Today I bumped into a dear one during breakfast, whilst waiting for another dear one to arrive. Unfortunately, the dear one whom I had an appointment with did not turn up because the dear one whom I bumped into turned up. During breakfast, he asked me, “so how are you? Long time no see.” It was comical because he lives just behind my house and we hardly physically meet each other. I teasingly joked, “how do you know that I do not see you every night?” and his reply was, “hrmf, where got… never come see me also… no need come see me lah… whatever it is… NOMFB – None of My F*%king Business!”
I smirked a sheepish smile, again being wooed by the wisdom of NOMFB. But when he went on and went complaining how no one cares for him and thus he should not care for another as much, I begin to recognize an ancient pattern of ignorance – resignation, instead of right understanding which led to the NOMFB attitude.
NOMFB is indeed a very powerful idea that could bring peace to our inner being provided that it is from the space of wisdom, from the right understanding and right perceptive. Many a times, when we are caring for someone – be it a parent, a partner, a friend, a sibling, a child – we tend to get carried away and start to overextend ourselves. Over-extend here means, making decisions for others when others are supposed to make decisions for themselves; and the simple opposite of this is under-extension where when we are to make our own decisions but give away our power for others to do so. In both extremes is a form of self-betrayal, not taking full responsibility of oneself. We either take away other’s power or simply give away our power to others. It’s the same thing only that the pendulum is swinging from one end to another repeatedly, in ceaseless ignorance.

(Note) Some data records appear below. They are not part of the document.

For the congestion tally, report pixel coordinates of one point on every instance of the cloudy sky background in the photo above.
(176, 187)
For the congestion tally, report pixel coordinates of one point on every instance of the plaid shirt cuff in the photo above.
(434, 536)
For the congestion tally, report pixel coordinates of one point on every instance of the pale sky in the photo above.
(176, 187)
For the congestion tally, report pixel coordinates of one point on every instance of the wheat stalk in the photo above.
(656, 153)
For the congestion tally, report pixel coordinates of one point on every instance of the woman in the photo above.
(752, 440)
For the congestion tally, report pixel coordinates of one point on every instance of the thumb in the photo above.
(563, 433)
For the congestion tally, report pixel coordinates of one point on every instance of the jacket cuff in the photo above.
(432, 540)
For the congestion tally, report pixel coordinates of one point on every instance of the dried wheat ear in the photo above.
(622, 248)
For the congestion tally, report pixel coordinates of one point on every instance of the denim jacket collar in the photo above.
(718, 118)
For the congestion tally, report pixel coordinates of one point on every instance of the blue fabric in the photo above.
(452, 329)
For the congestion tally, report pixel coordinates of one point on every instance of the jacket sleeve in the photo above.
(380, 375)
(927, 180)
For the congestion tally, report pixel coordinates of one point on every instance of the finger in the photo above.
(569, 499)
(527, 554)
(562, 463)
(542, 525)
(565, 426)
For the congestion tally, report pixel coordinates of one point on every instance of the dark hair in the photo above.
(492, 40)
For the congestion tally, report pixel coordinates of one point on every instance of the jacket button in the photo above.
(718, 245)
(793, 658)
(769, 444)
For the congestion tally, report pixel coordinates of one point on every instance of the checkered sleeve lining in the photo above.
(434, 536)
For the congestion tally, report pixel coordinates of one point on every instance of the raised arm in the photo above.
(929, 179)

To finally arrive at a place where we stand in our own space neither over-extending nor under-extending ourselves is to be at peace with ourselves with wisdom as its root. However, to arrive at NOMFB due to resignation is ignorance at work. In a resignation mentality of ‘NOMFB’ lays more of a ‘I-give-up’ state of mind, rather than out of the right understanding. What peace could there be, except resentment towards the world, always in defense of oneself, weary of attacks coming on. This is a quality necessary to be recognized and thereafter transcended in order to be at peace with oneself and the world.

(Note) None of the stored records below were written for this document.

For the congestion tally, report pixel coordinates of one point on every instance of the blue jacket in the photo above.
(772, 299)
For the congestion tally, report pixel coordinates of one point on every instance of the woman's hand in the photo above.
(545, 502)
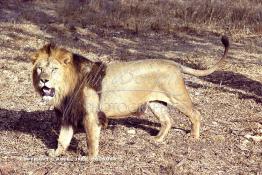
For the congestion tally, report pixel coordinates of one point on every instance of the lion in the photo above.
(89, 93)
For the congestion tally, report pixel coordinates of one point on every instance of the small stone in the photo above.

There can be much wisdom in NOMFB. Of course, we may omit the ‘F’ word if you will, but it is all the same. If I am truly standing in my space, taking responsibility of and for myself, trusting myself; I can bless you with that too… to trust you to unfold your own journey without my interference, my ideas and my expectations. Although it may seem daunting for those who are finally ‘released’ from another’s hold of overextension, the under-extended brother will eventually learn to rise up to his own integrity and true self.

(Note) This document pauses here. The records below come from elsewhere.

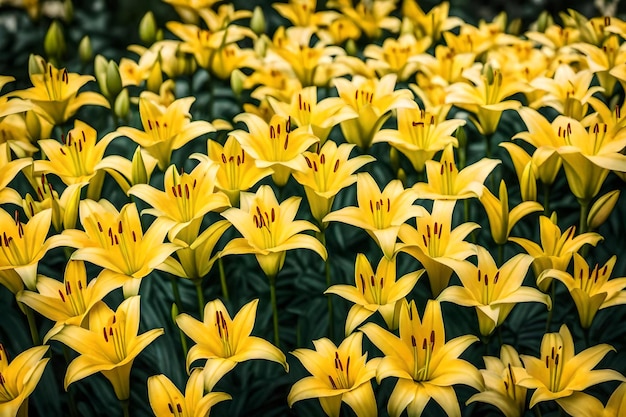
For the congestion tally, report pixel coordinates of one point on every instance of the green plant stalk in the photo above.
(272, 280)
(220, 265)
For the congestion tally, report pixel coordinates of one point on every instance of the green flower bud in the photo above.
(85, 51)
(122, 104)
(54, 42)
(257, 21)
(147, 28)
(113, 79)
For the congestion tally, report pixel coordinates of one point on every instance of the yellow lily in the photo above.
(78, 158)
(8, 171)
(274, 145)
(69, 302)
(165, 129)
(501, 389)
(446, 182)
(115, 241)
(224, 342)
(305, 110)
(591, 290)
(375, 292)
(19, 379)
(339, 374)
(425, 365)
(55, 95)
(556, 248)
(561, 375)
(185, 199)
(237, 170)
(166, 400)
(433, 23)
(269, 230)
(372, 99)
(328, 171)
(433, 240)
(23, 245)
(109, 345)
(379, 213)
(501, 220)
(486, 95)
(420, 135)
(491, 290)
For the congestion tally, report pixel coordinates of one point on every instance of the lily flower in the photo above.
(109, 345)
(491, 290)
(77, 159)
(561, 375)
(556, 249)
(69, 302)
(55, 95)
(379, 213)
(372, 99)
(501, 220)
(433, 240)
(420, 135)
(375, 292)
(115, 241)
(329, 170)
(23, 245)
(274, 145)
(424, 363)
(185, 199)
(591, 290)
(165, 129)
(446, 182)
(339, 374)
(305, 110)
(501, 388)
(8, 171)
(224, 342)
(167, 400)
(19, 379)
(237, 170)
(269, 230)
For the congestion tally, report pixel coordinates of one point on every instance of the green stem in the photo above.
(550, 312)
(272, 280)
(220, 265)
(32, 325)
(198, 284)
(125, 407)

Without minding your business, I am free to love and accept you freely. I am able to be more present and to support you in journey in a loving way. If I don’t mind your business, it is not because I don’t care; it is because I care too much and understand that in order for you to grow, you will have to do the walking; without me carrying you. And without my constant watch over you, you are free to grow your wings and to rise up to your own greatness.
Wouldn’t we like to be blessed with such freedom to grow? Wouldn’t we like to bless others with such freedom to grow? Letting go from the space of wisdom leads to freedom, where else letting go from the space of ignorance only further binds the meanings or expectations that is already instilled in the mind. Which would you prefer? Freedom, or bondage?